R75-3) Un théâtre, dans une ville endormie
            (D’après : « Public fragile ». 
Théâtre, statues, débris)

LE THÉÂTRE

Un théâtre, dans une ville endormie, déserte, en guerre peut-être (on entend parfois des bruits au loin, des craquements inquiétants, des murs qui s’effondrent), ou simplement en ruine. Sur la scène les acteurs ne font que chuchoter (encore ces chuchotis ne représentent-ils que le sommet sonore de leur jeu, bien souvent contenu dans des territoires plus discrets et pour tout dire à peine audibles), mais l’effet sur le public n’en est pas moins tangible et immédiat. 
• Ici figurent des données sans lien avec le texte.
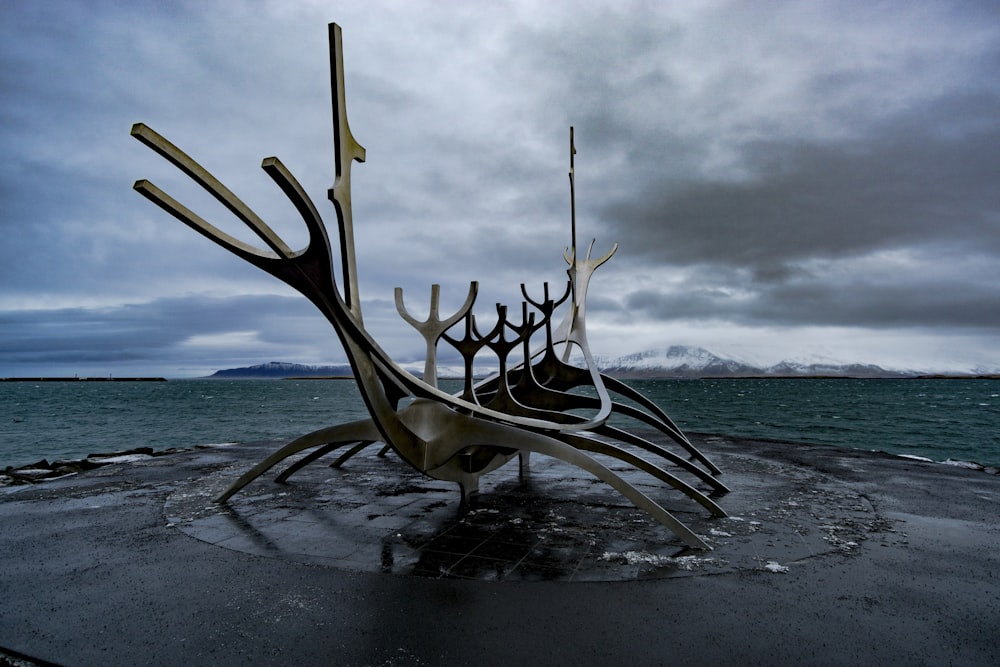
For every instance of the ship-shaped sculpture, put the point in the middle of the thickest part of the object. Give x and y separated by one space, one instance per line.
533 404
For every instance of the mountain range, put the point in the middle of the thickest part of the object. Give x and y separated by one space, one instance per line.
675 361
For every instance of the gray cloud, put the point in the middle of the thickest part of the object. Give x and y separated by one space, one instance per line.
790 166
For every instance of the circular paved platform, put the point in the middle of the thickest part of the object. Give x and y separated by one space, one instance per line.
559 523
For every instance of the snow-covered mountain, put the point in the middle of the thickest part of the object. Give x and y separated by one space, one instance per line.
687 361
673 361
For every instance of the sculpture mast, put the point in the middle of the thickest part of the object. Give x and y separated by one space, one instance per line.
572 193
346 150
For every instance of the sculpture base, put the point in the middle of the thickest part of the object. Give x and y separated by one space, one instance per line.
558 524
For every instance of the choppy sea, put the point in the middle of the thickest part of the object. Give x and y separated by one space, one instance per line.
935 418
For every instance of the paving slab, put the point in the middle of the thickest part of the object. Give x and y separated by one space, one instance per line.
828 556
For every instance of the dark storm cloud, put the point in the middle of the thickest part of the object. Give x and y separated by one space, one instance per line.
905 183
790 165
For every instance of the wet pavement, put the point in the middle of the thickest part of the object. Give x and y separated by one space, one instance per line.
827 557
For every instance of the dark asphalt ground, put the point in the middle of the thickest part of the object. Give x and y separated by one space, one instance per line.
829 557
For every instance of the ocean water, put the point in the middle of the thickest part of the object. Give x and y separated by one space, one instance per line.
937 419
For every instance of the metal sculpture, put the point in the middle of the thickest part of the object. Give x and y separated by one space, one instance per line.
528 406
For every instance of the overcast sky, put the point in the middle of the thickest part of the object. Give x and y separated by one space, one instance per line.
785 179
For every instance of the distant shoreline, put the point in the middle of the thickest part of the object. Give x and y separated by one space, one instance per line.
79 379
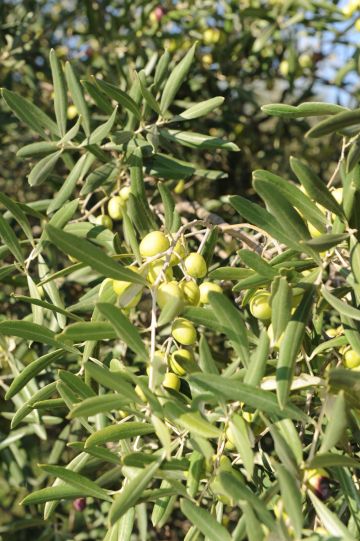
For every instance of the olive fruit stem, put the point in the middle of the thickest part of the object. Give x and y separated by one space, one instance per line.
153 327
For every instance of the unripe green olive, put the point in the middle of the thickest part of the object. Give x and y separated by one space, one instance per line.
155 269
184 331
125 192
191 292
205 289
71 112
182 361
115 208
270 332
259 305
179 188
104 220
313 231
153 243
171 381
351 359
170 292
195 265
178 253
334 332
140 393
318 480
338 194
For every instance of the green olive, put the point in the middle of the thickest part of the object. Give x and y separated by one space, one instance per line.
154 243
171 381
184 331
191 292
205 289
104 220
155 269
351 359
195 265
125 192
182 361
115 208
259 305
140 393
178 253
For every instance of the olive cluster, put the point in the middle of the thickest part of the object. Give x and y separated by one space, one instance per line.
160 256
115 209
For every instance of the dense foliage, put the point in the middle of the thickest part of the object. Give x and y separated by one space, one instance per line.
176 364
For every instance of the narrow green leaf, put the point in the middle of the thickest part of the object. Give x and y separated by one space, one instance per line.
195 473
111 380
119 432
104 403
76 465
86 252
330 521
226 313
161 68
168 203
31 331
175 80
263 219
10 240
224 388
337 423
257 263
340 306
289 219
76 175
257 365
47 306
325 242
33 150
132 492
335 123
302 110
240 436
296 197
197 140
202 108
60 97
29 113
98 97
148 97
102 131
55 493
78 97
18 214
78 481
43 169
124 329
290 347
120 96
205 522
314 186
191 421
32 370
352 332
291 496
44 393
206 361
235 487
88 330
329 460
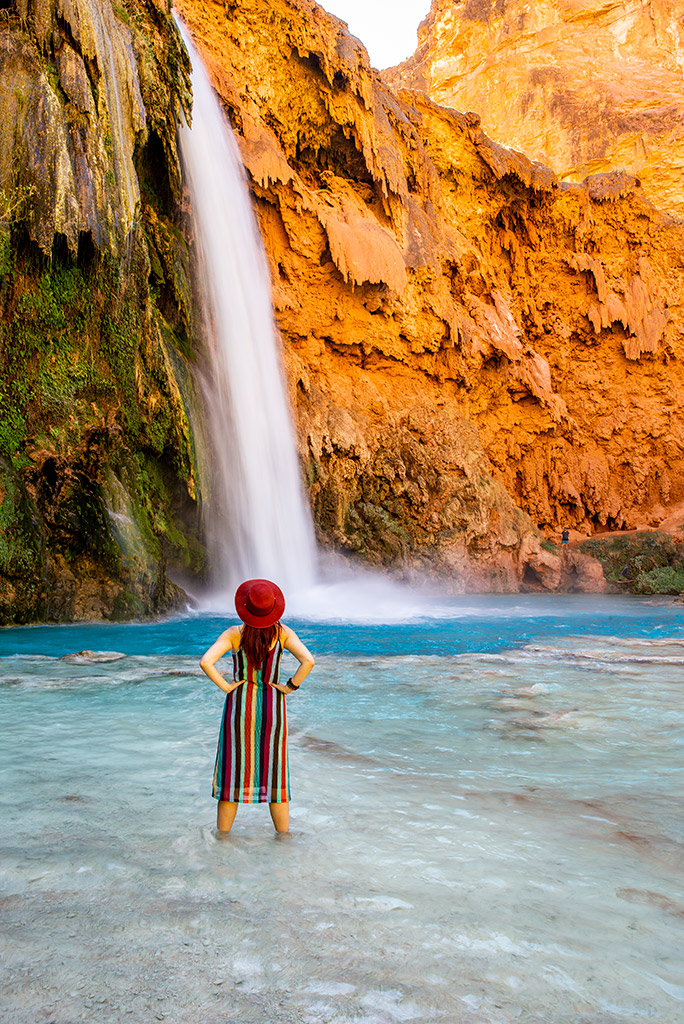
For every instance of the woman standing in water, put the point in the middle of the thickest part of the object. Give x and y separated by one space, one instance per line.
252 756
Il faut dire que ce public n’est pas composé d’humains mais de statues de plâtre, qui occupent tous les fauteuils de la salle, et bien sûr demeurent toujours figées dans une immobilité minérale. Pourtant ces statues réagissent aux émotions exprimées par les acteurs : régulièrement en effet, en écho à un chuchotement particulier, ou à un silence chargé de sens, elles se séparent de telle ou telle partie de leur corps, la laissent choir tels des membres morts, comme pour en faire offrande au talent des acteurs. 

Ainsi la représentation se déroule-t-elle dans une permanente chute de membres, qu’il me faut, puisque c’est là le travail pour lequel le théâtre me rémunère, aller continuellement ramasser, et ce dans le plus grand silence car le moindre bruit de ma part déclencherait chez les acteurs un mouvement d’agacement qui par la suite, je le sais, entraînerait non seulement une sévère remontrance mais également une retenue sur mon salaire déjà peu conséquent. 

Je ne cesse durant toute la pièce d’opérer des va-et-vient entre la salle et le foyer du théâtre, où il me revient d’entreposer tous ces membres orphelins, ces débris de corps dont la chair est de plâtre et les nerfs de filasse. Et lorsqu’enfin la représentation s’achève (ne demeurent alors que quelques bustes ou bribes de membres disséminés ici ou là parmi les fauteuils vides) lui succède très vite un autre spectacle : celui des acteurs qui, se précipitant dans le foyer pour examiner de près l’effet de leur art, tournent autour du tas de membres, examinent les débris, tentent d’y retrouver l’écho de leur prestation. Leur bouche affiche alors un sourire en lequel il paraît impossible de faire le départ entre fierté, commisération et mépris. 

Et lorsqu’à leur retour dans les coulisses ils passent devant moi (qui me tiens, comme ma fonction m’y oblige, dans le coin le moins éclairé, mais prêt à accourir au moindre signe) ils m’ignorent absolument, comme si rien ne pouvait me distinguer du mur dont à tout instant d’ailleurs je redoute, vu les bruits inquiétants au loin, l’effondrement.